British photojournalist

Alixandra Fazzina (born 1974) is a British photojournalist. Her first book is A Million Shillings – Escape from Somalia. In 2008 she was the recipient of the Vic Odden Award from the Royal Photographic Society. In 2010 she won the UNHCR's Nansen Refugee Award for her work documenting the effect of war on uprooted people. In 2015 she was shortlisted for the Prix Pictet.

==Life and work==
Fazzina was born in East London but spent much of her childhood in the Netherlands because of her father's employment. She studied fine art at the University of Bristol, and in 1995, before she graduated, was appointed as an official war artist in Bosnia. While there she developed her interest in photography. After Bosnia she spent much of the next seven years working in Africa, including Sierra Leone; she photographed the Lord's Resistance Army and their victims in Uganda, the Miya-Miya rebels in Democratic Republic of the Congo, and people-smuggling from Ethiopia and Somalia to the Yemen and Saudi Arabia. In 2008 Fazzina worked on an assignment for Oxfam on maternal death in Badakhshan, Afghanistan, the worst place in the world for a woman to give birth—there being 6,500 deaths for every 100,000 births. She then based herself in Pakistan.

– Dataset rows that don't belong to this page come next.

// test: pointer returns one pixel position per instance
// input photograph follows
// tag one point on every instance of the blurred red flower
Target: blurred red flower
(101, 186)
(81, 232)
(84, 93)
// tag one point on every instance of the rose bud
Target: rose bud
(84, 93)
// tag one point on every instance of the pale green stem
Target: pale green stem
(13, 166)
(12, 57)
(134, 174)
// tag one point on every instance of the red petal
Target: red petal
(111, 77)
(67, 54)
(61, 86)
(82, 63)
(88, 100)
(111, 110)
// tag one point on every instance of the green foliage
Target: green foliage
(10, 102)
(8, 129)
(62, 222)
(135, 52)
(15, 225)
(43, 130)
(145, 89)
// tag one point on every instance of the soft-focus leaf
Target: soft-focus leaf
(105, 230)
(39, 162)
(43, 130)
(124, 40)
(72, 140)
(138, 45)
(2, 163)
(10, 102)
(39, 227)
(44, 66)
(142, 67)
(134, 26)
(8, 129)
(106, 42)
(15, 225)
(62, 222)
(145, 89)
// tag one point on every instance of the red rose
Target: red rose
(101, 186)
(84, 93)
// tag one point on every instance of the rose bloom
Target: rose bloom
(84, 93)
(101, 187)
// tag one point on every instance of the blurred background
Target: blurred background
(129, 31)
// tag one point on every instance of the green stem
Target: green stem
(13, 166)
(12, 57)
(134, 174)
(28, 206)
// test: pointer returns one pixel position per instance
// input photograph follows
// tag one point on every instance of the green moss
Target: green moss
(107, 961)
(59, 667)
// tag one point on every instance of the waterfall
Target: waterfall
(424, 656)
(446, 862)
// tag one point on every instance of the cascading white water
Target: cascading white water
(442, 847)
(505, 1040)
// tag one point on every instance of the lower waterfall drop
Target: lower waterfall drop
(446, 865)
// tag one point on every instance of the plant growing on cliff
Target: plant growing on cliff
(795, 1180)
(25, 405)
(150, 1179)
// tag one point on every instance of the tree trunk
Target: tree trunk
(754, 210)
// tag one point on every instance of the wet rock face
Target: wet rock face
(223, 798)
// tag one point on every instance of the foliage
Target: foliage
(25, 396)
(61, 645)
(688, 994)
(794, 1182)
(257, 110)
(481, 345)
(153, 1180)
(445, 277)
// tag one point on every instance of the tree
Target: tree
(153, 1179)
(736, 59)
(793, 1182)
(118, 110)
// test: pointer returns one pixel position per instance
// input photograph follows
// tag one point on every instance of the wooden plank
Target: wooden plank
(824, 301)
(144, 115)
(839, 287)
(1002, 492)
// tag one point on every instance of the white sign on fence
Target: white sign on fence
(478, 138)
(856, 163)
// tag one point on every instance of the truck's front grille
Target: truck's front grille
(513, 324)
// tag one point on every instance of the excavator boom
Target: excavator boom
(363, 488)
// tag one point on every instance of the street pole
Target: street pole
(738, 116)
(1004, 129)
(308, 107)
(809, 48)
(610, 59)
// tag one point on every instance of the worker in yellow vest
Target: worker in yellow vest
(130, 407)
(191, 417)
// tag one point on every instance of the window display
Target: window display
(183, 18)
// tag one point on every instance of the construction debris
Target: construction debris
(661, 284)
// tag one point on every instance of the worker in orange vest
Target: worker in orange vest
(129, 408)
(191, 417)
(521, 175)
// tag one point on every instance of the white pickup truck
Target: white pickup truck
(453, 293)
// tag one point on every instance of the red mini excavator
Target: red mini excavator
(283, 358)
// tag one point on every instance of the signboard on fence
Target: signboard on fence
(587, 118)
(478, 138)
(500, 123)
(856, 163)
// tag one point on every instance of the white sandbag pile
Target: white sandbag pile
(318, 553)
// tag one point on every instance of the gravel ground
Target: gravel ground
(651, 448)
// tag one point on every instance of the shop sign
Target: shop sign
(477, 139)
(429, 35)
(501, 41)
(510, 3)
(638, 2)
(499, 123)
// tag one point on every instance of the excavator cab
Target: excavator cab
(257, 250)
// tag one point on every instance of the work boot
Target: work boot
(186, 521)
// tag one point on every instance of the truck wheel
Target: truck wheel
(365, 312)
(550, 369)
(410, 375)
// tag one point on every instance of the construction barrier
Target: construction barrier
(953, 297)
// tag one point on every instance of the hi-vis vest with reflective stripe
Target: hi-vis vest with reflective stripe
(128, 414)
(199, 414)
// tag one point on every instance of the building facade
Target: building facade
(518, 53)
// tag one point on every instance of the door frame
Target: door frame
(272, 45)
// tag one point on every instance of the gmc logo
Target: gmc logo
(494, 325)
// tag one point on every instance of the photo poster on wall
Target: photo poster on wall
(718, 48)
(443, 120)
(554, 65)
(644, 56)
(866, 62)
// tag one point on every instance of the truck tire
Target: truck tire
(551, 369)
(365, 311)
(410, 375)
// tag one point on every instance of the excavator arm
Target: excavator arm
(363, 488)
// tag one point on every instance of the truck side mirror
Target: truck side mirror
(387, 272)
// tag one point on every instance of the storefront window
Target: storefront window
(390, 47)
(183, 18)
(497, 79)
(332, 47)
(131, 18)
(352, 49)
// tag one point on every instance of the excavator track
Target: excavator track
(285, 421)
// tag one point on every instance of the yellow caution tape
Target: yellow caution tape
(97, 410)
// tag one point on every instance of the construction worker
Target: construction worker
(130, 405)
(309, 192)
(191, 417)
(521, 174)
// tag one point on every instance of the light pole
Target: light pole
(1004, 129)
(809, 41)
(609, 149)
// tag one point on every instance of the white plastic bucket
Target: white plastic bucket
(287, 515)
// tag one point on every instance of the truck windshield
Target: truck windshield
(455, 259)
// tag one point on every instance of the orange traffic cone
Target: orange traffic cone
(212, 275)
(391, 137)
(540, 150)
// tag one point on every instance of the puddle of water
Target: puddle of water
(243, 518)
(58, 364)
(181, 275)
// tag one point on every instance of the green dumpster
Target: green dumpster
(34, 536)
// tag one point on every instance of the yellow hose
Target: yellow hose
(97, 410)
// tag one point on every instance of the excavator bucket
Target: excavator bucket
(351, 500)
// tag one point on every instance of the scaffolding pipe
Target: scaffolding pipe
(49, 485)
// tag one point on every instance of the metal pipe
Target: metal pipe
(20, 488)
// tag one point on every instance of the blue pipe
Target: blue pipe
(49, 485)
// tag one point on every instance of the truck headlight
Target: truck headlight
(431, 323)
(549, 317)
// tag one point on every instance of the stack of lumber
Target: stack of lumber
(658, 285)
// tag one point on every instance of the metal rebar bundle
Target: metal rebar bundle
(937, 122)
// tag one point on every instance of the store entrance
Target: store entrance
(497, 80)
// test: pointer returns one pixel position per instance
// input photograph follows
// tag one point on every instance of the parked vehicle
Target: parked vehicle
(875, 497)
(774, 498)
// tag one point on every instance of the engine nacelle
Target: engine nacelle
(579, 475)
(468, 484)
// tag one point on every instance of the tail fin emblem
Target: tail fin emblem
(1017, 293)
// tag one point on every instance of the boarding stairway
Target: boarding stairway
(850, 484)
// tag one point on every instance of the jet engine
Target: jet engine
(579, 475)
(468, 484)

In 2010 she published A Million Shillings – Escape from Somalia. The title reflects the fare paid (about 50 pounds sterling) by refugees fleeing from Somalia and Ethiopia to get from Mogadishu to the coast of the Gulf of Aden and across to Yemen or Saudi Arabia.

Her project Flowers of Afghanistan documents the hardships faced by young refugees making the journey from Afghanistan to Europe, at various stops along their way.

==Publications==
- A Million Shillings – Escape from Somalia. London: Trolley, 2010. ISBN 978-1904563846. With an introduction by the United Nations High Commissioner for Refugees, António Guterres.
  - Arabic-language edition, 2011.

==Awards==
- 2008: Vic Odden Award, Royal Photographic Society, Bath
- 2010: UNHCR's Nansen Refugee Award for her work documenting the effect of war on uprooted people
- 2015: Shortlisted for the Prix Pictet on the theme "Disorder", which was won by Valérie Belin.